Le titulaire du brevet peut répondre que la loi fédérale lui donne le droit d’empêcher les autres d’utiliser (ou de développer) leur invention brevetée.
Par conséquent, un brevet sur une souche particulière de pot peut être utilisé pour empêcher quelqu’un de le cultiver ou de le vendre, même dans un État qui a légalisé l’herbe.
En théorie, les titulaires de brevets peuvent intenter une action en justice pour empêcher quiconque de cultiver des types spécifiques de plantes en pot brevetées dans n’importe quel État ou territoire, que le pot y soit légal ou non. À ce jour, cela ne s’est pas produit.
Prospection de souches en pot
Enfin, pourquoi quelqu’un breveterait-il une variété de cannabis sachant que son invention est une substance interdite de l’annexe I ?
Une réponse plausible est la prospection. Là où il y a de l’argent à gagner maintenant ou à l’avenir, les entrepreneurs prendront des risques.
Les producteurs agissent déjà (ou agiront bientôt) légalement en vertu des lois des États en Alaska, en Californie, dans le Maine, au Massachusetts, au Nevada, en Oregon et à Washington – et avec certaines limitations dans le district de Columbia. De nombreux demandeurs de brevets sur le cannabis se positionnent aujourd’hui pour ce qu’ils s’attendent à voir dans l’avenir prévisible après Trump : la marijuana est légale pour un usage récréatif et médical d’un océan à l’autre conformément aux lois fédérales et étatiques.
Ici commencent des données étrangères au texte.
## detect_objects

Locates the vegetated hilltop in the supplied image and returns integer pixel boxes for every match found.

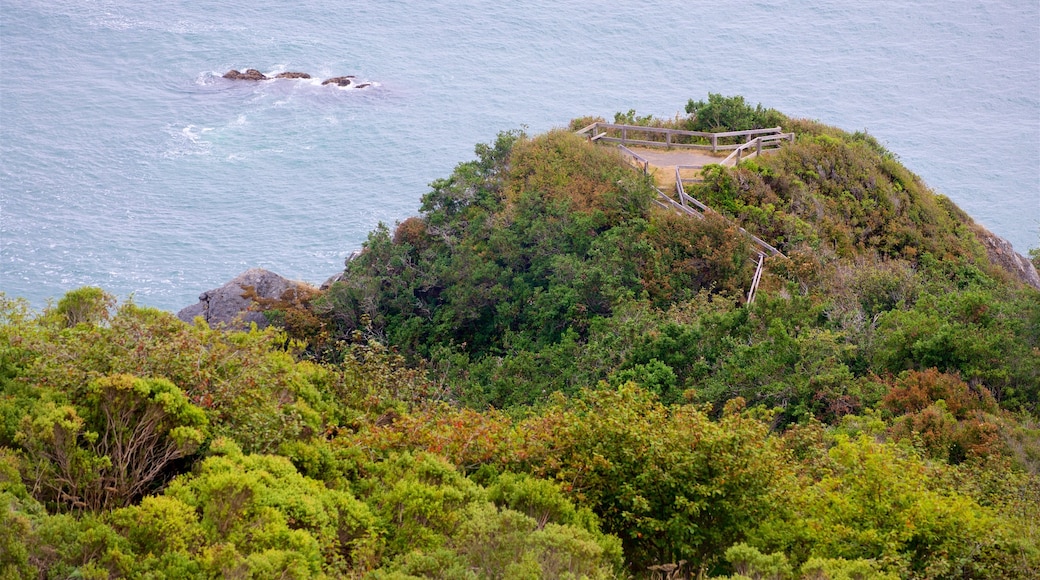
[0,95,1040,579]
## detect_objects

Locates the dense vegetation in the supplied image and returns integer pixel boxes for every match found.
[6,95,1040,579]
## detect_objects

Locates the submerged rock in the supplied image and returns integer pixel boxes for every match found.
[321,75,357,86]
[224,69,267,80]
[177,268,310,328]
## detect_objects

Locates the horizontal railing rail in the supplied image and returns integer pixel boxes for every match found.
[575,122,782,152]
[719,133,795,166]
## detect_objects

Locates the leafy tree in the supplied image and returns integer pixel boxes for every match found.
[17,375,207,511]
[686,93,786,132]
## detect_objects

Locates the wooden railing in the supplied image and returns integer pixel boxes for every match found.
[719,133,795,166]
[575,122,794,152]
[594,131,795,305]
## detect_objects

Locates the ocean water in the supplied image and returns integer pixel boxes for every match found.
[0,0,1040,310]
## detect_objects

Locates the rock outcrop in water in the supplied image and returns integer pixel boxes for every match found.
[224,69,372,88]
[321,75,356,86]
[224,69,267,81]
[177,268,310,328]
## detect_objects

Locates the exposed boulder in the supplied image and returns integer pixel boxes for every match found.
[224,69,267,80]
[177,268,310,328]
[973,223,1040,290]
[321,75,357,86]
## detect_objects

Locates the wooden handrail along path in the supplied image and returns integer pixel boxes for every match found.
[576,122,795,305]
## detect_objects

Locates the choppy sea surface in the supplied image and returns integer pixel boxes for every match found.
[0,0,1040,310]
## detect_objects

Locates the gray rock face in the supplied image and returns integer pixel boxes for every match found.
[177,268,307,328]
[224,69,267,80]
[321,75,355,86]
[974,223,1040,290]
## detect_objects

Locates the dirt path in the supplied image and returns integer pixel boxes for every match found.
[628,147,729,192]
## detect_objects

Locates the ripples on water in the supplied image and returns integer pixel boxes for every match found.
[0,0,1040,310]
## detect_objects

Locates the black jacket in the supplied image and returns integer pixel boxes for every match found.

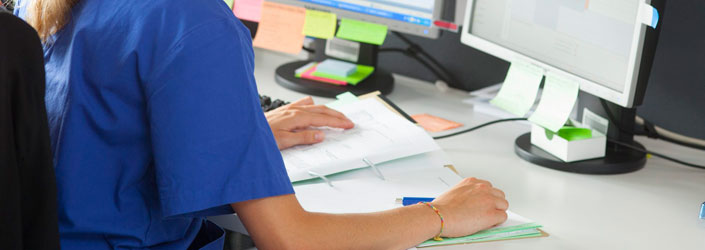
[0,9,59,250]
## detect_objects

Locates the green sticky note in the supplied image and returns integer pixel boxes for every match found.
[336,18,387,45]
[312,65,375,86]
[490,62,543,117]
[303,10,338,39]
[225,0,235,10]
[326,92,359,108]
[529,74,580,132]
[546,126,592,141]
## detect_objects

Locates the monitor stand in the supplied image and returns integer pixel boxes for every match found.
[514,101,646,175]
[275,39,394,98]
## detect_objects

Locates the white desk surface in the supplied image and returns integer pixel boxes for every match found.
[248,50,705,250]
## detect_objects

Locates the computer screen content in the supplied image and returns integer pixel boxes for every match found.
[298,0,436,27]
[467,0,640,93]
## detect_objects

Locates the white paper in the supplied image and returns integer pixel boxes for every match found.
[294,168,462,214]
[282,99,439,182]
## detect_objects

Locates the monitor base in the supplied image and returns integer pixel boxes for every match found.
[514,133,646,175]
[275,61,394,98]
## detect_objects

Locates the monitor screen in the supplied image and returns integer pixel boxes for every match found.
[273,0,443,38]
[466,0,641,93]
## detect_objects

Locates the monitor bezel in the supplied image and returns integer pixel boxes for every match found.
[270,0,444,39]
[460,0,651,108]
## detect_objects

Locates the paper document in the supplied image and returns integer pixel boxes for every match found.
[529,74,580,132]
[418,211,543,248]
[232,0,263,22]
[294,166,462,214]
[282,99,439,182]
[490,62,543,117]
[303,10,338,39]
[254,2,306,54]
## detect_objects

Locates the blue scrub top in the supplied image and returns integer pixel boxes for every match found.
[16,0,293,250]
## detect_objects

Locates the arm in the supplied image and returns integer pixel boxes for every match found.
[265,97,355,150]
[232,178,508,249]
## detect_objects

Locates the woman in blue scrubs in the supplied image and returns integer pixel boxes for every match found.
[16,0,508,250]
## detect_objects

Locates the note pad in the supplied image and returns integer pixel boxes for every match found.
[303,10,338,39]
[490,62,543,117]
[281,98,440,182]
[254,2,306,54]
[336,18,387,45]
[529,74,580,132]
[232,0,263,22]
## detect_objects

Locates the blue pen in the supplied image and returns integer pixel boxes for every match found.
[397,197,435,206]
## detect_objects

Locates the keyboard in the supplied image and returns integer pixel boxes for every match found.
[259,95,289,112]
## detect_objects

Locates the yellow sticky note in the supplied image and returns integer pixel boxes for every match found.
[254,1,306,54]
[303,10,338,39]
[336,18,387,45]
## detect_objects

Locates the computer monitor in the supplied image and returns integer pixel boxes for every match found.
[271,0,443,38]
[461,0,663,174]
[461,0,651,107]
[271,0,444,97]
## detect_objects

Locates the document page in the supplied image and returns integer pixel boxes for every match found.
[282,99,439,182]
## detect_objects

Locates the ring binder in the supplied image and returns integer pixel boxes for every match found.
[362,158,386,181]
[308,170,333,187]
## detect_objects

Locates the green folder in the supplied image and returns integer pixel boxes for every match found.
[312,65,375,86]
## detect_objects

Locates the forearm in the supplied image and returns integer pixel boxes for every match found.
[301,205,441,249]
[233,195,440,249]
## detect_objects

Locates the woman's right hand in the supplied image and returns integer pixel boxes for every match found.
[431,178,509,237]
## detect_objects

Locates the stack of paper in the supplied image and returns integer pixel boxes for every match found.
[418,211,544,247]
[282,99,440,182]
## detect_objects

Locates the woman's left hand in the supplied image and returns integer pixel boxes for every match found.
[265,97,355,150]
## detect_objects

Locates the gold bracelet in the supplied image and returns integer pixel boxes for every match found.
[418,202,445,241]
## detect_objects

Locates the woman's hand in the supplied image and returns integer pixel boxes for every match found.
[265,97,355,150]
[431,178,509,237]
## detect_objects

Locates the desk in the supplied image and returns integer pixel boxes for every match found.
[213,50,705,250]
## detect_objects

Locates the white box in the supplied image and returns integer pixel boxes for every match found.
[531,124,607,162]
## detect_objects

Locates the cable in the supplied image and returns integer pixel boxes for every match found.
[433,118,528,140]
[608,139,705,169]
[379,31,458,86]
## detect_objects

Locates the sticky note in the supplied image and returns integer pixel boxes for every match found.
[411,114,463,132]
[304,10,338,39]
[490,62,543,117]
[253,2,306,54]
[639,3,659,29]
[232,0,264,22]
[529,73,580,132]
[225,0,234,10]
[300,65,348,85]
[313,65,375,86]
[335,18,387,45]
[326,92,360,108]
[316,59,357,77]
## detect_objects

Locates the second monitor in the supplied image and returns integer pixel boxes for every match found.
[272,0,444,97]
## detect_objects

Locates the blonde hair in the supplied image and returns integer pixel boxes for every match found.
[25,0,78,42]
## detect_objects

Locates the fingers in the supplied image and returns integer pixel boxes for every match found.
[277,130,326,149]
[289,96,313,106]
[287,111,355,129]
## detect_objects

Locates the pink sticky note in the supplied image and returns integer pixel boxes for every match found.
[301,66,348,85]
[233,0,263,22]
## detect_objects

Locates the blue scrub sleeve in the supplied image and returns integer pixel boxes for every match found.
[145,20,293,217]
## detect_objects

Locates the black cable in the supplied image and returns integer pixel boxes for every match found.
[379,32,459,86]
[608,139,705,169]
[433,118,527,140]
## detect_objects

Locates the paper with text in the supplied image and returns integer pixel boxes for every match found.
[490,62,543,117]
[529,74,580,132]
[282,99,439,182]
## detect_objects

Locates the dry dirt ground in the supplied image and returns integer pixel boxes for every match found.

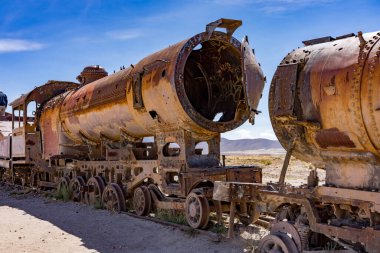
[0,155,323,253]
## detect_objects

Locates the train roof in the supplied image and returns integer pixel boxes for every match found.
[9,80,79,108]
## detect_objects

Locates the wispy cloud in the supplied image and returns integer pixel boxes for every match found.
[211,0,339,13]
[106,29,144,40]
[0,39,45,53]
[222,128,277,140]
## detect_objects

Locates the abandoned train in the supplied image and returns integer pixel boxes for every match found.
[0,19,380,253]
[214,29,380,253]
[0,19,264,228]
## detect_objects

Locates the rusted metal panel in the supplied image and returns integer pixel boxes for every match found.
[226,167,262,183]
[315,128,355,148]
[12,134,25,157]
[269,32,380,190]
[0,136,12,159]
[273,64,298,117]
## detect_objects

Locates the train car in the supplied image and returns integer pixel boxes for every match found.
[214,29,380,253]
[3,19,265,228]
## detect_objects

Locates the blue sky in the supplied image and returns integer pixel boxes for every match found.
[0,0,380,139]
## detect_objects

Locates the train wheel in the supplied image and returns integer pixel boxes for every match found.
[29,171,39,187]
[238,203,260,226]
[102,183,125,213]
[85,176,105,206]
[255,233,299,253]
[69,176,85,202]
[186,192,210,228]
[57,177,70,195]
[133,186,152,216]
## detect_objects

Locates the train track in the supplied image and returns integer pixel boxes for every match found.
[0,182,274,242]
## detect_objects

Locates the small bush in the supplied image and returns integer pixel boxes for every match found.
[54,185,71,202]
[259,159,272,166]
[155,209,187,225]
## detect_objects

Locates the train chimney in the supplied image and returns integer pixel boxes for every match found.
[0,91,8,117]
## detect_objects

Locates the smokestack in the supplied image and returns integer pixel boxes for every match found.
[0,91,8,117]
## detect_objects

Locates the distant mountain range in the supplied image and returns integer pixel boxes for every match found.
[220,138,283,153]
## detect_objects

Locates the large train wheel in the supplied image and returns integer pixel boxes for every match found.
[102,183,125,212]
[133,185,152,216]
[69,176,85,201]
[186,192,210,228]
[255,233,299,253]
[85,176,105,206]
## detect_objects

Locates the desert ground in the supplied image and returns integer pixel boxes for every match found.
[0,155,324,253]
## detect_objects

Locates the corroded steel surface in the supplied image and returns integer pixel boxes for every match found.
[269,32,380,190]
[60,29,264,143]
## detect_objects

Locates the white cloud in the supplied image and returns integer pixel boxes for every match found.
[107,29,143,40]
[222,128,277,140]
[0,39,44,53]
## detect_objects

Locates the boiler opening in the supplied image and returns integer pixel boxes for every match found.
[184,40,244,122]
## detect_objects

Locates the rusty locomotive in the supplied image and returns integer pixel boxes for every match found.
[0,19,264,228]
[0,19,380,253]
[214,29,380,253]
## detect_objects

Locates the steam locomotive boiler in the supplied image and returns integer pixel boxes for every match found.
[260,32,380,252]
[1,19,264,228]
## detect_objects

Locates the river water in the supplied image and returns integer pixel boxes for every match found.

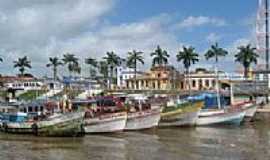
[0,122,270,160]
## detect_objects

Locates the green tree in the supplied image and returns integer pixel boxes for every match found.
[62,53,80,76]
[85,58,98,77]
[98,61,109,79]
[13,56,32,76]
[204,43,228,63]
[103,51,122,87]
[46,57,63,80]
[176,46,199,90]
[127,50,144,79]
[235,44,259,78]
[151,45,170,66]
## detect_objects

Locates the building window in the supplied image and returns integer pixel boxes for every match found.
[205,79,209,87]
[212,80,216,86]
[192,80,196,87]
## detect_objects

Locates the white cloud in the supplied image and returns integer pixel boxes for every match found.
[206,33,221,43]
[177,16,227,28]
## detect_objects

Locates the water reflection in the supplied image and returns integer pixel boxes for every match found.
[0,123,270,160]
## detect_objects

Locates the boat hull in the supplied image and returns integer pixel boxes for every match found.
[2,122,34,134]
[243,104,257,119]
[196,111,245,126]
[32,112,84,137]
[159,102,203,127]
[84,112,127,133]
[125,109,160,130]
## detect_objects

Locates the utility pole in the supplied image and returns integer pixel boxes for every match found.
[265,0,269,71]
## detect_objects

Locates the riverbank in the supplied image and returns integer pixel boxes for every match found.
[0,122,270,160]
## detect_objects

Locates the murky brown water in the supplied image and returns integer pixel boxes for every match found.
[0,122,270,160]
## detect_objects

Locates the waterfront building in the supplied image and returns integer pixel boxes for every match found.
[184,68,244,91]
[126,66,183,90]
[116,66,143,88]
[0,76,44,91]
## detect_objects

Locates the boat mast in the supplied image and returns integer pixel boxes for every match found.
[215,65,221,109]
[265,0,269,71]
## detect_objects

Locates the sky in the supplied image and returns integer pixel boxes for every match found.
[0,0,258,76]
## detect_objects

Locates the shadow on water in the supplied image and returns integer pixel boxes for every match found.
[0,122,270,160]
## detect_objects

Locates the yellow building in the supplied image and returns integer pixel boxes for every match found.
[126,66,183,90]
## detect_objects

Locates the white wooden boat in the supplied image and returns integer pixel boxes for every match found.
[32,112,84,136]
[125,109,160,130]
[159,101,203,127]
[84,112,127,133]
[196,110,246,126]
[3,112,84,136]
[2,122,34,134]
[236,102,258,121]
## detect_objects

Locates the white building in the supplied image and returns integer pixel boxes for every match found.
[185,68,244,90]
[116,67,142,88]
[4,80,43,91]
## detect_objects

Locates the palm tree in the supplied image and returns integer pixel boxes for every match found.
[98,61,109,78]
[234,44,259,78]
[85,58,98,77]
[176,46,199,91]
[127,50,144,79]
[204,43,228,107]
[103,51,122,87]
[204,43,228,63]
[46,57,63,80]
[62,53,79,76]
[151,45,170,66]
[13,56,32,76]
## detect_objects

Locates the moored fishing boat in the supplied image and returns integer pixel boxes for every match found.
[32,112,84,137]
[84,112,127,133]
[125,95,160,131]
[2,122,34,134]
[2,112,34,134]
[159,101,203,127]
[234,101,258,121]
[73,97,127,133]
[196,109,245,126]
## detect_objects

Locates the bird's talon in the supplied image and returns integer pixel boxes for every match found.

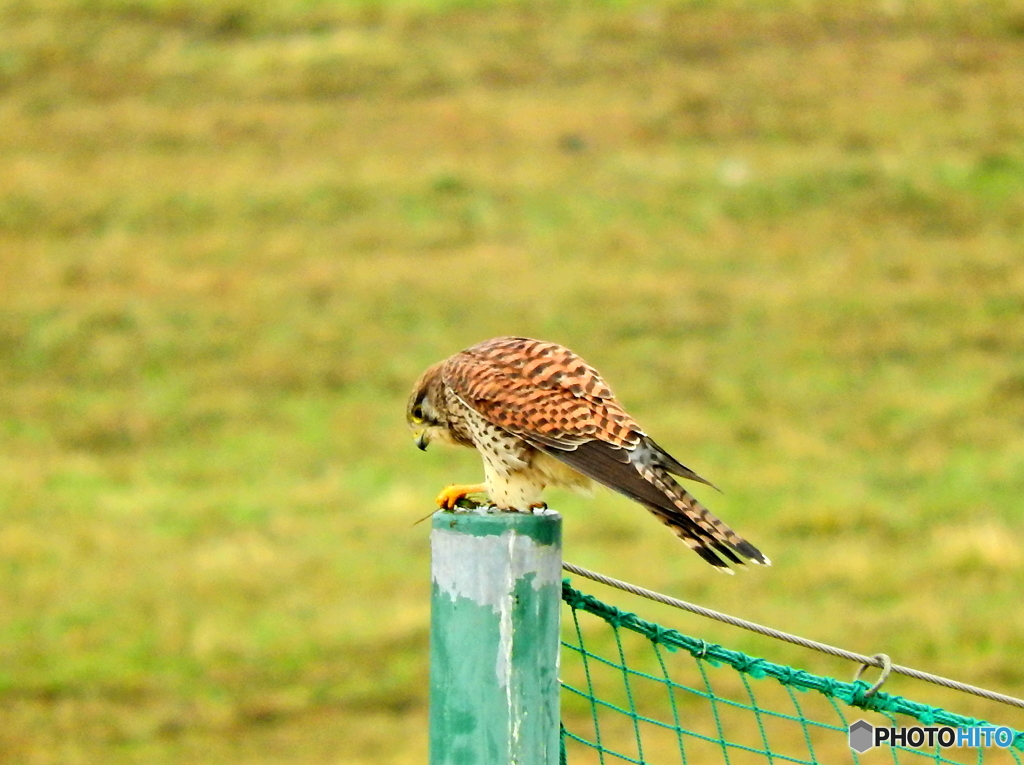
[435,483,486,510]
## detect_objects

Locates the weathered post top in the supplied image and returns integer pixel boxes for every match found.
[430,511,562,765]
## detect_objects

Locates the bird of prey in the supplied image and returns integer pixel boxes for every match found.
[407,337,770,572]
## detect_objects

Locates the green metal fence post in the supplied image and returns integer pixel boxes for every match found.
[430,512,562,765]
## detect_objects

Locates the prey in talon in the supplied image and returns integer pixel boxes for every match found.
[407,337,770,570]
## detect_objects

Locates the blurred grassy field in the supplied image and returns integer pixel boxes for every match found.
[0,0,1024,765]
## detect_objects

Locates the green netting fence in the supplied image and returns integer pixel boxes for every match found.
[560,580,1024,765]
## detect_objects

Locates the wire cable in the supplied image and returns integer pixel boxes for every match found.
[562,562,1024,709]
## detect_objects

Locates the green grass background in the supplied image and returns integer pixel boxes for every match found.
[0,0,1024,765]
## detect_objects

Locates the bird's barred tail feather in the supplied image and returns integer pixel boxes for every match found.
[637,465,771,570]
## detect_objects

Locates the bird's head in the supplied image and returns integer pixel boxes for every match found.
[406,364,449,450]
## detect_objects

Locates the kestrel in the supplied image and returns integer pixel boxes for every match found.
[407,337,770,570]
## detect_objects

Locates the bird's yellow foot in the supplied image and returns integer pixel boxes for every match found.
[435,483,487,510]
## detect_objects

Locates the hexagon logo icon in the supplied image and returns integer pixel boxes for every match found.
[850,720,874,755]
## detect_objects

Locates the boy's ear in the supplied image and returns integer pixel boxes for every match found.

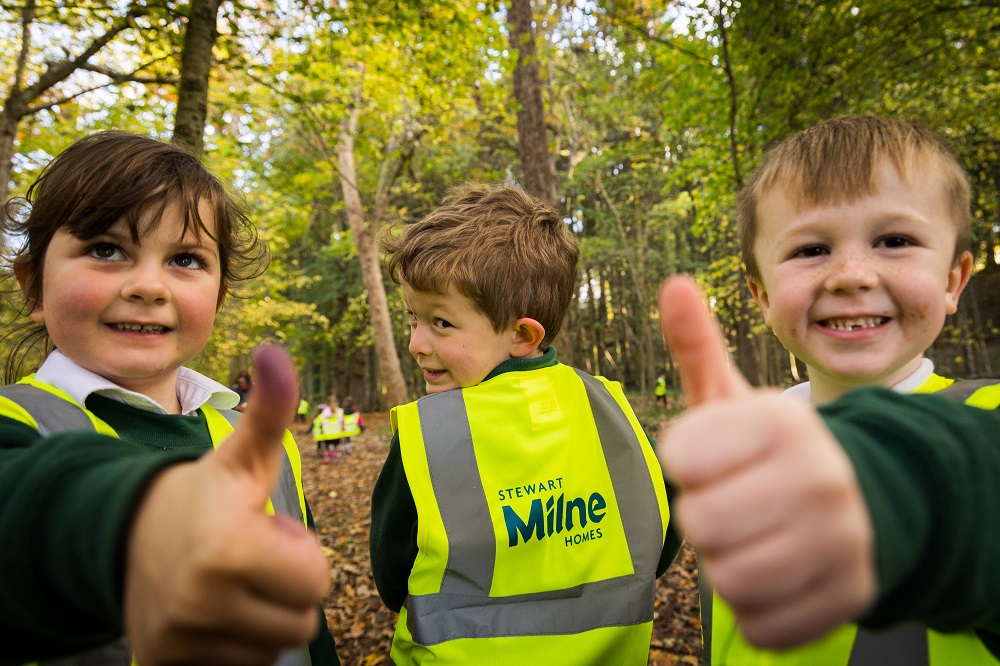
[510,317,545,358]
[944,251,972,314]
[14,261,45,324]
[747,277,771,326]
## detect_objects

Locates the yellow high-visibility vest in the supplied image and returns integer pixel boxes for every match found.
[702,374,1000,666]
[390,365,669,666]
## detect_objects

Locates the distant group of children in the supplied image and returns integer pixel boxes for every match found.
[312,394,365,462]
[0,117,1000,666]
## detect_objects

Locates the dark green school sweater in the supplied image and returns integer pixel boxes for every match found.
[369,347,681,612]
[819,388,1000,657]
[0,395,340,665]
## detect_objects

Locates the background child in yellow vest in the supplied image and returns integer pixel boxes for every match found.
[344,395,365,453]
[316,394,344,462]
[370,186,679,664]
[0,132,337,664]
[680,117,1000,666]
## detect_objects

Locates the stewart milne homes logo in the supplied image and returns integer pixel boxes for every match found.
[498,476,608,548]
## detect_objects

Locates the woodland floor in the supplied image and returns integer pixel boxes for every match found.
[295,414,701,666]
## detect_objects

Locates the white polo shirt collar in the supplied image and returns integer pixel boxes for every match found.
[35,349,240,414]
[781,358,934,402]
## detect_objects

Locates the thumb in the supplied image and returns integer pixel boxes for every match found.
[217,345,299,495]
[658,275,750,407]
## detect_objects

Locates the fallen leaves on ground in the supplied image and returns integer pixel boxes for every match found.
[295,414,701,666]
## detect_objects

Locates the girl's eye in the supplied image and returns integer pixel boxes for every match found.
[170,252,202,270]
[875,236,913,249]
[792,245,826,259]
[87,243,125,261]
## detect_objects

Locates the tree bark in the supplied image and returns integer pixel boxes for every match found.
[507,0,576,365]
[507,0,556,204]
[173,0,221,157]
[337,68,408,409]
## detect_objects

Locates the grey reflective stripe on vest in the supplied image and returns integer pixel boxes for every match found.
[405,373,663,645]
[218,409,305,523]
[0,384,312,666]
[0,384,94,437]
[934,378,1000,402]
[847,622,930,666]
[37,636,132,666]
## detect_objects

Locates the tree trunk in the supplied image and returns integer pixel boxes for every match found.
[507,0,576,365]
[173,0,221,157]
[0,102,24,210]
[507,0,556,204]
[337,96,407,409]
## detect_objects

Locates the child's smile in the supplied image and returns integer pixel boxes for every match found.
[31,206,221,411]
[402,284,516,393]
[750,162,971,403]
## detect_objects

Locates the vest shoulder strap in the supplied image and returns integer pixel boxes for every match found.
[935,378,1000,408]
[0,384,96,437]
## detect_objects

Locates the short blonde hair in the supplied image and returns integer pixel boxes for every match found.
[737,116,971,280]
[381,185,579,349]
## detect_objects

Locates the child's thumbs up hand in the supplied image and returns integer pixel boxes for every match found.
[659,277,875,648]
[125,346,329,666]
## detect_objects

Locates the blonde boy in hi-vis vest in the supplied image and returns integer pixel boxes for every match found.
[667,117,1000,666]
[370,186,679,665]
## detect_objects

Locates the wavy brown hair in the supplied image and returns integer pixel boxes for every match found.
[0,132,269,382]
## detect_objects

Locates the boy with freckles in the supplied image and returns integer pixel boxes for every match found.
[695,117,1000,666]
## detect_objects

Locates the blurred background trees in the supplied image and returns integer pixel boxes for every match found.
[0,0,1000,410]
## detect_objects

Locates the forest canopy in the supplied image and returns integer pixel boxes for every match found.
[0,0,1000,410]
Cependant, tout le monde dans l’industrie du cannabis n’a pas de tels espoirs (désolé).
Les petits sélectionneurs, les scientifiques qui modifient les plantes de marijuana naturelles à des fins médicinales, craignent que les entreprises bioagricoles comme Monsanto et Syngenta ne s’arment de brevets basés sur le cannabis et déploient leur pouvoir économique considérable pour se positionner comme des forces dominantes sur un marché prometteur.
La légalisation complète – qui devrait avoir lieu l’année prochaine au Canada – est probablement dans des années de ce côté-ci de la frontière, compte tenu du climat politique actuel. Pourtant, le déroulement de cette bataille juridique imminente aura des conséquences importantes sur l’innovation et le potentiel des drogues dérivées du cannabis.